Et si la France changeait de Constitution ? Cette idée, défendue hier par François Mitterrand et aujourd’hui par Jean-Luc Mélenchon, gagne du terrain depuis les élections législatives de 2022, et plus encore depuis la dissolution de l’Assemblée nationale de juin 2024 : si les institutions créées en 1958 par le général de Gaulle ont résisté au putsch des généraux (1961), à la mort de Georges Pompidou (1974), à deux vagues d’attentats (1995 et 2015) et au Covid-19 (2020), elles sont aujourd’hui fragilisées par l’éclipse du « fait majoritaire », ce petit miracle politique qui, de 1962 à 2022, avait toujours fait émerger une majorité à l’Assemblée nationale.
Sa disparition a engendré une crise politique et, parfois, une aspiration à un changement de Constitution, que Carolina Cerda-Guzman, maîtresse de conférences en droit public à l’université de Bordeaux, analyse dans Sortir de la Ve (Détour, 158 pages, 15,90 euros).
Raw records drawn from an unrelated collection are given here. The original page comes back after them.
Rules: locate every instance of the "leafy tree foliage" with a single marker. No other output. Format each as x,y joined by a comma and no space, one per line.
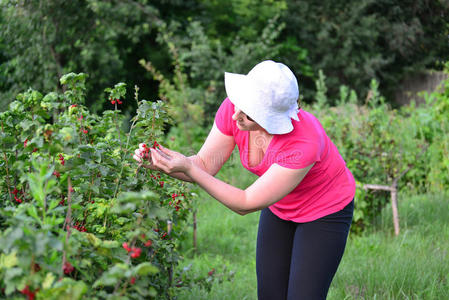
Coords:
41,40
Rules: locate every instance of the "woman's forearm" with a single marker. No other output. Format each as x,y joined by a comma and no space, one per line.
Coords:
230,196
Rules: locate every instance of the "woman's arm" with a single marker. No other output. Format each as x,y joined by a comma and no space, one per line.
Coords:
271,187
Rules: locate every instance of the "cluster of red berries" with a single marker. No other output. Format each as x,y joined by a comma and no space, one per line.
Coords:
61,159
82,129
134,251
68,268
113,101
29,293
176,203
80,227
15,192
164,235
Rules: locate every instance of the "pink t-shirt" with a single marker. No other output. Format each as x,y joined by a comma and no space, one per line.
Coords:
328,186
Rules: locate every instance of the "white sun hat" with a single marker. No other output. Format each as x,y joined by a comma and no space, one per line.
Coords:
268,95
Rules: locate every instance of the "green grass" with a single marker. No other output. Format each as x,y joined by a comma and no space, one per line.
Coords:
376,265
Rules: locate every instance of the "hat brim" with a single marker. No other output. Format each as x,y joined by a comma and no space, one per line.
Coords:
242,92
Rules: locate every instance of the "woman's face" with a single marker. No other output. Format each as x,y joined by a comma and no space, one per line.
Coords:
243,121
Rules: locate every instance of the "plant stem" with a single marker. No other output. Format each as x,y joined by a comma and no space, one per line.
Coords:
126,152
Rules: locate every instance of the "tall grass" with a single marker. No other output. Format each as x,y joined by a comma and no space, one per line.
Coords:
376,265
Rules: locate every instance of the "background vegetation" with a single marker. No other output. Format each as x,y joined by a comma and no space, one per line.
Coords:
75,209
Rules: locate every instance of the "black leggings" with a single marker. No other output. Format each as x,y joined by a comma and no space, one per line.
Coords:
297,261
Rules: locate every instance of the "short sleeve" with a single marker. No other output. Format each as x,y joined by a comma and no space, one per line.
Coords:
223,117
299,155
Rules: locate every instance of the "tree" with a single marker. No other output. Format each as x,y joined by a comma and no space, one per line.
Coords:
41,40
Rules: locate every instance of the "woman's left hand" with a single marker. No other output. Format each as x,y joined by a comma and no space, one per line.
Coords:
169,161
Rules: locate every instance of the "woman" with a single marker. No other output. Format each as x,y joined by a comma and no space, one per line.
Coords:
305,191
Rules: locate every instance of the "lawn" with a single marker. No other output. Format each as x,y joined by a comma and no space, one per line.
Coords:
376,264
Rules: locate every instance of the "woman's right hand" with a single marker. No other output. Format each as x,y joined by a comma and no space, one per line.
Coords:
143,156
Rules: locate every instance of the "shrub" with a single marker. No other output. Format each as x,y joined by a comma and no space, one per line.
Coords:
78,217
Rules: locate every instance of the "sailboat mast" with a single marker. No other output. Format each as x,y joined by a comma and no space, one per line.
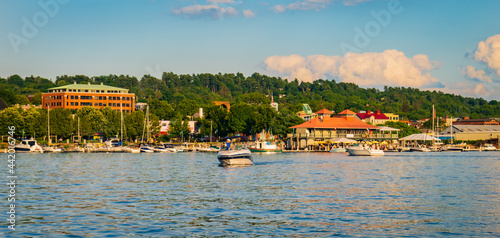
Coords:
121,124
48,123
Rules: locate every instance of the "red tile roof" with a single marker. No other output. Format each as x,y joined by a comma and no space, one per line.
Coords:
347,111
336,123
377,115
324,111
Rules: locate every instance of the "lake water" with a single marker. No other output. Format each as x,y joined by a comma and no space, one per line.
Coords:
306,194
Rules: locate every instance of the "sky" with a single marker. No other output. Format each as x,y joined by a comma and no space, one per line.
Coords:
450,46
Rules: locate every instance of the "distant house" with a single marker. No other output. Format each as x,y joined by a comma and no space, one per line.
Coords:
374,118
471,132
484,121
306,113
165,127
3,105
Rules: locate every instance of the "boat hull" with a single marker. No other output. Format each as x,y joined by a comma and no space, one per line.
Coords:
358,151
257,150
338,150
235,157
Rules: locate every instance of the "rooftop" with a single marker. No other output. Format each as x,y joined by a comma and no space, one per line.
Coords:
90,87
347,112
377,115
336,123
324,111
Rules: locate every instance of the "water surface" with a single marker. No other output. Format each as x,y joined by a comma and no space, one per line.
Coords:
303,194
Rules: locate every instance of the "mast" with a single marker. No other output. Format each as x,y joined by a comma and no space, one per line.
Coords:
433,128
48,123
121,124
451,127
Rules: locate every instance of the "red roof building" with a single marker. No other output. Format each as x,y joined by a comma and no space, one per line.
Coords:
374,118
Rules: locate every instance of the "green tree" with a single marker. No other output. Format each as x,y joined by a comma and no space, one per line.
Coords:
111,126
91,120
134,124
61,123
179,128
22,100
11,117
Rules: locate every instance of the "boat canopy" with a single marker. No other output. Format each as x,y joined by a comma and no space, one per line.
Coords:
422,136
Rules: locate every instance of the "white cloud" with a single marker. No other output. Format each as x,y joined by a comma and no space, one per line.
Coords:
390,67
488,51
470,72
248,13
305,5
221,1
201,11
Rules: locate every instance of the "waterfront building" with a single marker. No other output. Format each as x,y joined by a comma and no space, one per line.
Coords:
327,127
374,118
306,114
140,106
76,96
471,132
165,127
224,104
392,116
483,121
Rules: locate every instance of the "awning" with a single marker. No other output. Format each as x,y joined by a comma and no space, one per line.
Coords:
422,136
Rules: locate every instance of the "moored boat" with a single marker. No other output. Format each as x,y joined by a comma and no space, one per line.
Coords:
488,147
28,146
364,151
265,147
420,149
235,157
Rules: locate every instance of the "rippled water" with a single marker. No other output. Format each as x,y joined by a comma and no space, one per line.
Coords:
306,194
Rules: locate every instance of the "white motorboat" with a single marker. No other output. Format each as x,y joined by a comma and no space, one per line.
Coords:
338,150
28,146
420,149
146,149
52,149
488,147
235,157
364,151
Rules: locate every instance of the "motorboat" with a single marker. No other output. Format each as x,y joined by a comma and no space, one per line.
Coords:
131,150
265,147
164,149
146,148
338,150
364,151
51,149
238,156
488,147
419,149
28,146
452,148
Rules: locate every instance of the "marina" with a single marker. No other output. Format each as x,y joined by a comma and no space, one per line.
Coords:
284,194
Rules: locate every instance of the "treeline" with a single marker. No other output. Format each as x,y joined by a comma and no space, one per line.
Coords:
184,94
86,121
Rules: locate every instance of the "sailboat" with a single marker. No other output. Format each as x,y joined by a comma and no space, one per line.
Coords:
451,146
146,148
49,148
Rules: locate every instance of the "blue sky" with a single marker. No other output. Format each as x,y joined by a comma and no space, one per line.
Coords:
432,45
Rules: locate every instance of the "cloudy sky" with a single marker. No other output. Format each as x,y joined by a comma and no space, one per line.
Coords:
452,46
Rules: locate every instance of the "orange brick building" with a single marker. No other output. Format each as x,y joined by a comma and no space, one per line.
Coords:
76,96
Certes, admet-elle, l’impasse née de la dissolution ne saurait, à elle seule, justifier une révolution institutionnelle, mais elle « met à nu », selon elle, des failles anciennes : si la machinerie déséquilibrée de la Ve République fonctionne depuis 1958, c’est parce qu’une ou plusieurs institutions, le plus souvent le Parlement, ont renoncé à utiliser à plein les pouvoirs qui leur sont dévolus – une situation dont nul ne saurait se réjouir.
« Fabrique citoyenne »
Plus qu’un nouveau texte fondateur, la constitutionnaliste propose, dans cet ouvrage clair et pédagogique, une méthode et surtout un principe : « permettre un exercice effectif et constant de la citoyenneté ». S’inspirant des processus constituants mis en place au cours de l’histoire, Carolina Cerda-Guzman préconise d’aménager la méthode du « sablier » élaborée en 1995 par le politiste et philosophe norvégien Jon Elster – un large référendum sur le principe du changement de Constitution, puis une assemblée chargée de la rédaction du nouveau texte, enfin un référendum pour l’approuver.